Makes me think of this video:
In this video, Jesse talks about how play allows us to feel pressure while still being able to learn.
That fun is the key to this.
But what is the key to fun? What would make this fun for me, regardless of the outcome, what would make designing and drawing fun for me?
What would make it an infinite game, not just a finite game focused on an end goal?
It’s true, the thought of designing business cards does not sound fun to me at all. It sounds like a slog. But maybe that’s because I’m worried about failing.
Ok, what if I tried to merge my painterly style with “woodcut” style prints. What if I created a new drawing technique that I could use to create cool stuff for friends and to sell as products?
That definitely sounds more like play to me.
So what about going to the gym, because I like it so much when I actually go, but I find it hard to go to begin with.
What if I saw it as supercharging myself – which it really is doing. Whether I go to lift weights or just to hang from the bar and stretch it really is building my body up to full potential. It might even solve my sleep problems.
And what about sleep, why do I not want to go to bed? Because if I go to bed, tomorrow, I wake up with tons of problems. Well maybe, that’s not a bad thing. Maybe before I go to bed, I fill my to do list with questions that I want to search out the answers to.
Here are the questions I have today, that if I knew the answers to I would rest easy:
What am I going to do about my art coaching and AI gaming companies?
Am I behind schedule and if so what do I do about it?
Should I extend the schedule?
Am I losing money?
How do I get out of my procrastination phase and get working?

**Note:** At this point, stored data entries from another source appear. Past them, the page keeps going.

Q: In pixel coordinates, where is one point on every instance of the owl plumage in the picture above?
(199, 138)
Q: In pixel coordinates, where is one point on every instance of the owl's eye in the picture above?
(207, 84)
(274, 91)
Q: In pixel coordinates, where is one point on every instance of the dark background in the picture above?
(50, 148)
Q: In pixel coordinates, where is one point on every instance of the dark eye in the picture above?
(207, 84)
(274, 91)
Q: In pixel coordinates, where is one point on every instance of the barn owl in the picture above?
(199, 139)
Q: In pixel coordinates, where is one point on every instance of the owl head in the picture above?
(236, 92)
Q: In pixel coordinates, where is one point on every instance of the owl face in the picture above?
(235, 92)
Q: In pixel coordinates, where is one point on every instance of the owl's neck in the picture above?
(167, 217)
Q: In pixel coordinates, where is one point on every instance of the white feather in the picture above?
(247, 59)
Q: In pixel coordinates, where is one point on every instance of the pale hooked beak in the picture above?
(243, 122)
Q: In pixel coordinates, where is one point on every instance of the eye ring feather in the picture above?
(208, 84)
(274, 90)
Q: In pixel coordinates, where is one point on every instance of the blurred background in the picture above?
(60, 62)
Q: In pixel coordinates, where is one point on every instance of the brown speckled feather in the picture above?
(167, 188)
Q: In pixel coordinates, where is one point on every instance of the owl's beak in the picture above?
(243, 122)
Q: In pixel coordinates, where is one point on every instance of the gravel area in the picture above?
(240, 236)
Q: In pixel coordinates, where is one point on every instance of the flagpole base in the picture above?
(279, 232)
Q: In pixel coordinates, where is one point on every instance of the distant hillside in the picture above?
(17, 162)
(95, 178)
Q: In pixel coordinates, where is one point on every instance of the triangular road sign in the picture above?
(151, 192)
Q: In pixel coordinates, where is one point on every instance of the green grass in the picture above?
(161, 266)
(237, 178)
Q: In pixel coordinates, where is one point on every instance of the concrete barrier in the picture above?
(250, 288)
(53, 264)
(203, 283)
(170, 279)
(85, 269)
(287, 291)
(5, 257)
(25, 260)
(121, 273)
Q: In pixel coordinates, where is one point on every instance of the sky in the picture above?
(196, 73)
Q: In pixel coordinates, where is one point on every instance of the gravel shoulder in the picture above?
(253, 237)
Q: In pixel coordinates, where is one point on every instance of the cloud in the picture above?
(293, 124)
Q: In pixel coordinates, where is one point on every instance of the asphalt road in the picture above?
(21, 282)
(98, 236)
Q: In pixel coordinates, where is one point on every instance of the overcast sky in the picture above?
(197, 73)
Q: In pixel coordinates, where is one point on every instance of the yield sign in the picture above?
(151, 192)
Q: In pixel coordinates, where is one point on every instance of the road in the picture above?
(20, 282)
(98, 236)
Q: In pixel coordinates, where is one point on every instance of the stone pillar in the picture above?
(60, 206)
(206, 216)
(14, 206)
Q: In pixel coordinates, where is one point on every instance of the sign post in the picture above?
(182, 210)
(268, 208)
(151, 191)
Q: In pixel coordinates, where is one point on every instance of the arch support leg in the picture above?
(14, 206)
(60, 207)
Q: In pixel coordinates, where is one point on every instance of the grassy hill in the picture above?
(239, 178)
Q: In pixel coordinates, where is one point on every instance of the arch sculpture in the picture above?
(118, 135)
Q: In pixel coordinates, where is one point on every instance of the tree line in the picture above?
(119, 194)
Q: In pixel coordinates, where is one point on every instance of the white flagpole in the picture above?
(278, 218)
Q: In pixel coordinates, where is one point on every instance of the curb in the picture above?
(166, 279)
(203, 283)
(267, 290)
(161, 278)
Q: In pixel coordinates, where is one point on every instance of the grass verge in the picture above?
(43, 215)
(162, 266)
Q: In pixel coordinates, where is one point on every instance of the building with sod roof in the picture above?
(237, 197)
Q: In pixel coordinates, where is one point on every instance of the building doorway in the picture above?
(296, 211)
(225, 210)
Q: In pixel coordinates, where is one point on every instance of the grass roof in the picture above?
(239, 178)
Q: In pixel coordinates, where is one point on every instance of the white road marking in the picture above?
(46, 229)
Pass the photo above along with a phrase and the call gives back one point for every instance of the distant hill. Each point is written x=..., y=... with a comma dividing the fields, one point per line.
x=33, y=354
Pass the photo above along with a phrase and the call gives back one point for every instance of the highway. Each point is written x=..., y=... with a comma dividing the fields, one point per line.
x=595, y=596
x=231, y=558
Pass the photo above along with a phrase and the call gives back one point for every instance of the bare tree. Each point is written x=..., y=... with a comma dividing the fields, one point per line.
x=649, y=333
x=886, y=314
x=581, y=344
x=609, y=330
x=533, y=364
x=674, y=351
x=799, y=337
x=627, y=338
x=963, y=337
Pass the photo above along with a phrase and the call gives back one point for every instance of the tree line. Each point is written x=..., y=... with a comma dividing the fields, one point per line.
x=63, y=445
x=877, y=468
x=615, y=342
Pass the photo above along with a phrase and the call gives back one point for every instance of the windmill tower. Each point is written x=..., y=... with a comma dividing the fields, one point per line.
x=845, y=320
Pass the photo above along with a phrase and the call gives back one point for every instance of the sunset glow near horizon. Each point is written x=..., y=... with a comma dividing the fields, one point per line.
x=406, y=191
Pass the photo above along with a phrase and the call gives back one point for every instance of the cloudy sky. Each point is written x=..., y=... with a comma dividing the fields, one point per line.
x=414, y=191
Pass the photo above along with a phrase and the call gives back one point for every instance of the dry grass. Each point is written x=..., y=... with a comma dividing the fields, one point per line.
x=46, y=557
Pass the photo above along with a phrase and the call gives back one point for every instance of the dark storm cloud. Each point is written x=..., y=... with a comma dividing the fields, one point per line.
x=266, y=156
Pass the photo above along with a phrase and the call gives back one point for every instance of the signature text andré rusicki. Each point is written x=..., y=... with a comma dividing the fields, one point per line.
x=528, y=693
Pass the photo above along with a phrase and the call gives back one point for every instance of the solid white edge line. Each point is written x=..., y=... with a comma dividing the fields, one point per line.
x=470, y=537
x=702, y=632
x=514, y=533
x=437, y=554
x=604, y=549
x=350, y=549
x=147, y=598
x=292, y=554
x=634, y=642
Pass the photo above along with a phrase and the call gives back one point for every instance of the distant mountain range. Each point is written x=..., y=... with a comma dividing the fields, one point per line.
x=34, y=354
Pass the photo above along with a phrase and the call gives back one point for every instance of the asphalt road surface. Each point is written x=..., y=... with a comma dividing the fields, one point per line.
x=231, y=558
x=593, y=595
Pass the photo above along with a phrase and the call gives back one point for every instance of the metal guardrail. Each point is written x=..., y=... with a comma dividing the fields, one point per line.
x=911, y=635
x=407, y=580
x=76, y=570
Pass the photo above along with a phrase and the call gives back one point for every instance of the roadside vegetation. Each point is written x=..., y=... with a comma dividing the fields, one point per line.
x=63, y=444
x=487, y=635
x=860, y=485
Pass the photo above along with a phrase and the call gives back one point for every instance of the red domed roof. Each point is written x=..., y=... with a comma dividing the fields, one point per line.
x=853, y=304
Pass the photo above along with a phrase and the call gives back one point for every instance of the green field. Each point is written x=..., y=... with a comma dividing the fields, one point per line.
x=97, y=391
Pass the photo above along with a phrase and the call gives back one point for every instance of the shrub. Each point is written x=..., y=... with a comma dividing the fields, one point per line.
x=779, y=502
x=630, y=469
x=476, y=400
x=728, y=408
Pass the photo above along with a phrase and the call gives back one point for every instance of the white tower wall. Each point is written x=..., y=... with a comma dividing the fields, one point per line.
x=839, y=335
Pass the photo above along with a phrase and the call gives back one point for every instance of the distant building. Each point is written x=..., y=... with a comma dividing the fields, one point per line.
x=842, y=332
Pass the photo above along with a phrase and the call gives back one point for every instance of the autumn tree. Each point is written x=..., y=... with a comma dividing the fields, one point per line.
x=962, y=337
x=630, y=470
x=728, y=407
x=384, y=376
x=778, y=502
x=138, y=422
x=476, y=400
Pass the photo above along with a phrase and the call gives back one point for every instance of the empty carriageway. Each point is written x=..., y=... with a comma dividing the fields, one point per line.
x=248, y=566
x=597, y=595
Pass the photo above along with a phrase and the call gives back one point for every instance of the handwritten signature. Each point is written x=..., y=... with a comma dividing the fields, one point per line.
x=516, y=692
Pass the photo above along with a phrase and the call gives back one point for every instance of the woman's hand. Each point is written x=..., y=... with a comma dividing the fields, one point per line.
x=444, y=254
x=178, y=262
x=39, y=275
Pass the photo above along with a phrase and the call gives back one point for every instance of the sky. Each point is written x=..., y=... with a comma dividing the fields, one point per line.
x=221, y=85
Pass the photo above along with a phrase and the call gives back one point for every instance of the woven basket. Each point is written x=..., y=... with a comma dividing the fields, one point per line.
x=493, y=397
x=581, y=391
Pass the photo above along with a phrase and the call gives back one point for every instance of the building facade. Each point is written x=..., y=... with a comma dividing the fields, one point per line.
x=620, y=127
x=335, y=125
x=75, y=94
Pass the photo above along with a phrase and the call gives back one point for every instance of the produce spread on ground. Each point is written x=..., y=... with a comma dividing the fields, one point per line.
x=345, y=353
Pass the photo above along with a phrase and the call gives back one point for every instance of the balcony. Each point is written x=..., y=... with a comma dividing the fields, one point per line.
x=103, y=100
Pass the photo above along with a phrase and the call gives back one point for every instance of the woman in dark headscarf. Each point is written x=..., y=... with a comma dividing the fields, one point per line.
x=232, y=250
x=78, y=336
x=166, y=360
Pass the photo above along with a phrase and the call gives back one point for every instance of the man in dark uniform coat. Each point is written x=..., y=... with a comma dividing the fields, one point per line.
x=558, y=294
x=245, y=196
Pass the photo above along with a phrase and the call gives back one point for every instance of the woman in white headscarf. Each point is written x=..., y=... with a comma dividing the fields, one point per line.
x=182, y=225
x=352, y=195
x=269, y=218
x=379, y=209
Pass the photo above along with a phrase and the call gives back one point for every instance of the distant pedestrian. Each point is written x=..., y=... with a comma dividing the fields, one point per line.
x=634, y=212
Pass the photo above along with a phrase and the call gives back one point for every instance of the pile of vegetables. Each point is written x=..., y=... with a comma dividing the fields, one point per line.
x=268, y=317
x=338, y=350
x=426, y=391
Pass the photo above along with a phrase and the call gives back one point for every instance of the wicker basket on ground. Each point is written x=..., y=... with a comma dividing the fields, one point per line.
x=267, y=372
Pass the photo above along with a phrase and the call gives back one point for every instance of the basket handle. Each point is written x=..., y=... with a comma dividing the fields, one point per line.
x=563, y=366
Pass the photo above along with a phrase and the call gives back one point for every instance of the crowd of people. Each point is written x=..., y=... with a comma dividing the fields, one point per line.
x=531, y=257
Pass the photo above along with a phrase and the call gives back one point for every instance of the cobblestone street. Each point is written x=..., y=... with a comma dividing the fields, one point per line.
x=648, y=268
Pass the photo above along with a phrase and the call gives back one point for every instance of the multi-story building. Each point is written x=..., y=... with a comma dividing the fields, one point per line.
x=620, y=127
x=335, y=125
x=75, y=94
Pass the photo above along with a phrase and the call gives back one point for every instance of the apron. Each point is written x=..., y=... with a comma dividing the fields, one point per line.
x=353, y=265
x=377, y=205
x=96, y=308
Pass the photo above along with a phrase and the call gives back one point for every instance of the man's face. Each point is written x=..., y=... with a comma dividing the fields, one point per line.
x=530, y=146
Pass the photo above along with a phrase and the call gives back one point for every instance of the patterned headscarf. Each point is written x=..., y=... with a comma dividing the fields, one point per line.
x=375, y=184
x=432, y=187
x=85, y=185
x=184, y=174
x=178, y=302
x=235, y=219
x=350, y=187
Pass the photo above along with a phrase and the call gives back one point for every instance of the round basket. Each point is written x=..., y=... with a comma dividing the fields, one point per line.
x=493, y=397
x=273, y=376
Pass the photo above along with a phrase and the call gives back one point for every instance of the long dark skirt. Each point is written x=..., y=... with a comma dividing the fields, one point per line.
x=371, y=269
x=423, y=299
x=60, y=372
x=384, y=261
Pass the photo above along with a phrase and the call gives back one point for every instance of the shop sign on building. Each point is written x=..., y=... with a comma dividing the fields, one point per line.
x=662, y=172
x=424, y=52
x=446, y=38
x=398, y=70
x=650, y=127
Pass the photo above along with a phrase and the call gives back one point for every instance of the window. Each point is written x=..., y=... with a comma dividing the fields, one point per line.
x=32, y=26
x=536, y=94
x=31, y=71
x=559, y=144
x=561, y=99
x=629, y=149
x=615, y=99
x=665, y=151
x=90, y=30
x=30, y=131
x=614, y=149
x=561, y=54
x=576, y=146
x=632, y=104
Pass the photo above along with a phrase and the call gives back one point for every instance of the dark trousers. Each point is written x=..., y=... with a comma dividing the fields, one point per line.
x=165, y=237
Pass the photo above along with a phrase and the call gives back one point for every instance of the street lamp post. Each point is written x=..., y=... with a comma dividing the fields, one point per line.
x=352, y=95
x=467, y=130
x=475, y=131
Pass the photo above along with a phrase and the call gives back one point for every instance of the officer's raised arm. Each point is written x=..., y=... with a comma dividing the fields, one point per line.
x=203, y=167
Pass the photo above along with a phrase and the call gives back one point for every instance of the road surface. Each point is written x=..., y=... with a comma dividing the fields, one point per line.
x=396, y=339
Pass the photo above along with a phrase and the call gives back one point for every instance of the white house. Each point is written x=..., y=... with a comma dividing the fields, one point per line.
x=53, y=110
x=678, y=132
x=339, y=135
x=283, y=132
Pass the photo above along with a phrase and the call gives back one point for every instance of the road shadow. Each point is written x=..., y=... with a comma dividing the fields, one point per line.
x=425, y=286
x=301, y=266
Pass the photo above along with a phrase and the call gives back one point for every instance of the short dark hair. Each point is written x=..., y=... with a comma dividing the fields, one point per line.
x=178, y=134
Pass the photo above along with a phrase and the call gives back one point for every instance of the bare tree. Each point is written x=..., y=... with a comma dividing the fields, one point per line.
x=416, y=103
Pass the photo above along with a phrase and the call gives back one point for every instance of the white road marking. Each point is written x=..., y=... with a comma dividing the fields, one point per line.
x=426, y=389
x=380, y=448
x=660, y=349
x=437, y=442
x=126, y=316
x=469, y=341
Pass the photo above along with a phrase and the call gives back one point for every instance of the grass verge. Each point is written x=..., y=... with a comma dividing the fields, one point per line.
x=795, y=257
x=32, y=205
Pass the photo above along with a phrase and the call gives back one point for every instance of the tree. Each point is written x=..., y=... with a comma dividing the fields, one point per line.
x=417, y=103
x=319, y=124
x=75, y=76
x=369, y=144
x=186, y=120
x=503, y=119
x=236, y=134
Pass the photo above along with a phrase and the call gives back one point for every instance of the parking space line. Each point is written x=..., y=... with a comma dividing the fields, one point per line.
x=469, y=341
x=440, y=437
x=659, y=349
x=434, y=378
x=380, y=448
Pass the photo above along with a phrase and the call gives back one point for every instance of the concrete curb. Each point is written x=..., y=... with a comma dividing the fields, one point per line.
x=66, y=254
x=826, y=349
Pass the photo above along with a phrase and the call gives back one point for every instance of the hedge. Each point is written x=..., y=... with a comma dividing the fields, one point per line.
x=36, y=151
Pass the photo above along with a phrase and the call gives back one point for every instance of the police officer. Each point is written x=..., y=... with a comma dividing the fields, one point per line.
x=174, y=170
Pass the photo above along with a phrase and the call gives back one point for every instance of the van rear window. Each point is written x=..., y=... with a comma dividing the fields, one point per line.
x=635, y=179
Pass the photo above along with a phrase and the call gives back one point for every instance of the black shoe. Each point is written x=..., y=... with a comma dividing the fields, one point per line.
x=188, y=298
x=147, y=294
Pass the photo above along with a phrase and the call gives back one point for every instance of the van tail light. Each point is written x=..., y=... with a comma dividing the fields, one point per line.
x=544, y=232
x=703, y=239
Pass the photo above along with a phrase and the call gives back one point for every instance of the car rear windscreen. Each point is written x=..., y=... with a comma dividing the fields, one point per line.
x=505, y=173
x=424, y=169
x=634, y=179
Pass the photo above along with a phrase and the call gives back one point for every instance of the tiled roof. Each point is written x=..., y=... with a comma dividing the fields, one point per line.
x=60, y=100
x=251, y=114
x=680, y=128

What do I do about my art coaching website?
How do I get everything done in such a short period of time?
Should I start registering for fairs?
Should I pay someone to design the website for me?
How am I going to get the motivation to start drawing? How do I start drawing consistently?
How do I start going to the gym and working outsite the apartment consistently?
How will I start cooking again and cleaning up my apartment? Where will I find the time?
How will I prepare for the next week of work? How do I balance my other businesses?
When will I continue to work on my Javascript projects? What is the breakdown between AI work time and coaching work time.